Another example of chromaticism can be found in Nicola Vicentino's L'aura Che 'l Verde Lauro et l'aureo Crine.

== Changes from the Renaissance ==
One of the biggest changes from the Renaissance to the Baroque era of music was the thought behind the lyrics of the music being created. During the Renaissance, more emphasis was put on the structure of the music and the movement of the lyrical lines. As musica reservata emerged in the late Renaissance as a genre of music, the compositional techniques of word-painting and expressionism in lyricism started gaining popularity and substance, leading to substantial changes in popular music for the time. Word painting and expressionism are two of the leading characteristics of the early Baroque period of music, and musica reservata helped usher in those compositional changes.

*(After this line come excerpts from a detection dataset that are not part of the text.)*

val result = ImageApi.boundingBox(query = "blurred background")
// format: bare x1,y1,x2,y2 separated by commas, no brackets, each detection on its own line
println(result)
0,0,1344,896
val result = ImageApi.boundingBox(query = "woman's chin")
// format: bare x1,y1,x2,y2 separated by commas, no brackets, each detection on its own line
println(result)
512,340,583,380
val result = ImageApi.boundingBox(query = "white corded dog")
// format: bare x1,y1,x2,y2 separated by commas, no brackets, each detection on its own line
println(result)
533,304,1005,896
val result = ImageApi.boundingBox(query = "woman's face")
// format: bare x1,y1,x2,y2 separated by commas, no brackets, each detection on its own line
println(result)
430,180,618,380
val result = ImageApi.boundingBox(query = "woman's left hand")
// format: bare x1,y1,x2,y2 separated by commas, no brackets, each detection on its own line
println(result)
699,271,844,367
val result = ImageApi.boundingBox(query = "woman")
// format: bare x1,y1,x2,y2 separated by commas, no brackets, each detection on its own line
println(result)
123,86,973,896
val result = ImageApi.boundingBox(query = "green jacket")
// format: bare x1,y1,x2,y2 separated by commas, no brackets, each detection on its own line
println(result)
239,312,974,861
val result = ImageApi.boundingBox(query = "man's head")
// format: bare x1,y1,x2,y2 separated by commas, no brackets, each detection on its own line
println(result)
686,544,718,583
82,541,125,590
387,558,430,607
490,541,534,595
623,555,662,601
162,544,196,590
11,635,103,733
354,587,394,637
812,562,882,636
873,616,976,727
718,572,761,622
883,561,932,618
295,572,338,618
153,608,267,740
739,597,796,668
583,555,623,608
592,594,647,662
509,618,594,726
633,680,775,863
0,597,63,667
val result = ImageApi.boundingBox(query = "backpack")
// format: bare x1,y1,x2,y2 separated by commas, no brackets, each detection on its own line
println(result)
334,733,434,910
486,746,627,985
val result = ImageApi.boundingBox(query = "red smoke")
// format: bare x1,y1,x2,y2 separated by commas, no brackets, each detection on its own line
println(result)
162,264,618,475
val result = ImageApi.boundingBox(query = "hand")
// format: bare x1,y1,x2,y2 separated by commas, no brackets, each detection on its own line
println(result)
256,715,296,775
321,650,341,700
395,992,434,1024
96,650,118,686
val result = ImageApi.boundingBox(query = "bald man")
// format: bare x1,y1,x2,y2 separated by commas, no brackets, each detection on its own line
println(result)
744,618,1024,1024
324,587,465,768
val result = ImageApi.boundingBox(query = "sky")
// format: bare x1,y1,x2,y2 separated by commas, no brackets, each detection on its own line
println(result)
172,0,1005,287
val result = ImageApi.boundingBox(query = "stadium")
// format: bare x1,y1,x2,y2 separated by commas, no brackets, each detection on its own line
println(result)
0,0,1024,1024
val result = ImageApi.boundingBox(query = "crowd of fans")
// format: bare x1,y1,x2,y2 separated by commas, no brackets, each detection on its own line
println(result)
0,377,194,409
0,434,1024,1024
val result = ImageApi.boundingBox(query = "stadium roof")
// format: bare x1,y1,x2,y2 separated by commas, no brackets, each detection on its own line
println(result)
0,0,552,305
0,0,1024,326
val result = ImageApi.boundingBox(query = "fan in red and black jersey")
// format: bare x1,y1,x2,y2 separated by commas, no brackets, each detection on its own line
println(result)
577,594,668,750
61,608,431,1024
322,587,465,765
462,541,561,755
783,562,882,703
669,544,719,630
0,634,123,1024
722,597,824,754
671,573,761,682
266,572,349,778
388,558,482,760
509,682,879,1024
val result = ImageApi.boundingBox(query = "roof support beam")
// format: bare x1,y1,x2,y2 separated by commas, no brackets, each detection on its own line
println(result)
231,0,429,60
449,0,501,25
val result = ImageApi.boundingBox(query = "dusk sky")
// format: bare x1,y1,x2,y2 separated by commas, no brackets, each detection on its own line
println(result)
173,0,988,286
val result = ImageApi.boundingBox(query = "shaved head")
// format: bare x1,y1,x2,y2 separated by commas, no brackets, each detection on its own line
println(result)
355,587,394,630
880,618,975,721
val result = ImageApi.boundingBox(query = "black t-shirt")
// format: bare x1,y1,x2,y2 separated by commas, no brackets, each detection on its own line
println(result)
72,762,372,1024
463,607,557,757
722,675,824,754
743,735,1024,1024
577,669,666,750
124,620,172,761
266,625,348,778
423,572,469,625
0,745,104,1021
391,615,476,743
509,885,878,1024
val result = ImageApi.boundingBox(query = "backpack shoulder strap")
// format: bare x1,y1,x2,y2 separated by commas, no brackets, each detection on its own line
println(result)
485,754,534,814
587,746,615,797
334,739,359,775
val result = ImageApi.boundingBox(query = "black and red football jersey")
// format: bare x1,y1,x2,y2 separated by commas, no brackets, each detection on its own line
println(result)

== Martin Luther's influence ==
Martin Luther had a substantial influence on musica reservata, and its popularity. As an important historical figure in the Protestant reformation, Martin Luther was an advocate for music education, and believed in many of the musical ideas that define musica reservata as a genre, such as the influential power of music and the significance of Ancient Greek music traditions. Martin Luther wanted music used in the church to possess gifts of god, to be spontaneous, and influence listeners to behave in the ethical manners desired by the church. Luther commonly performed and listened to musica reservata in his personal home, and encouraged its use in the church, although it did not get widespread use.

== Humanism ==
Humanism started in Italy in the 14th century and later spread throughout Europe during the Renaissance. It was an intellectual movement that emphasized Greek & Roman texts, individuality, and human potential. The majority of interest shifted from the church to topics relating to arts, science, human expression, human achievements, human nature, and philosophy. This shift influenced all aspects of renaissance culture including art, music, literature, and politics.

Humanism influenced music due to the search for elegance and clarity of musical style and form . This resulted in a heavier emphasis on the text and emotional expression. Music from the musica reservata style is heavily emotional. Vocal pieces in particular were emphasizing text painting as a way to lean into human expression.

== Music secreta ==
Musica secreta is a similar concept to musica reservata, since the performances were private and meant for a certain audience. These performances were quite rare, and there are very few records of them. The repertoire performed was also considered "the rarest music" involving the most excellent instrumentalists and vocalists. The commonality between the two concepts is that they were both designated for wealthy groups such as noblemen. They were a rare occurrence and unopened to the public, making them a coveted occasion.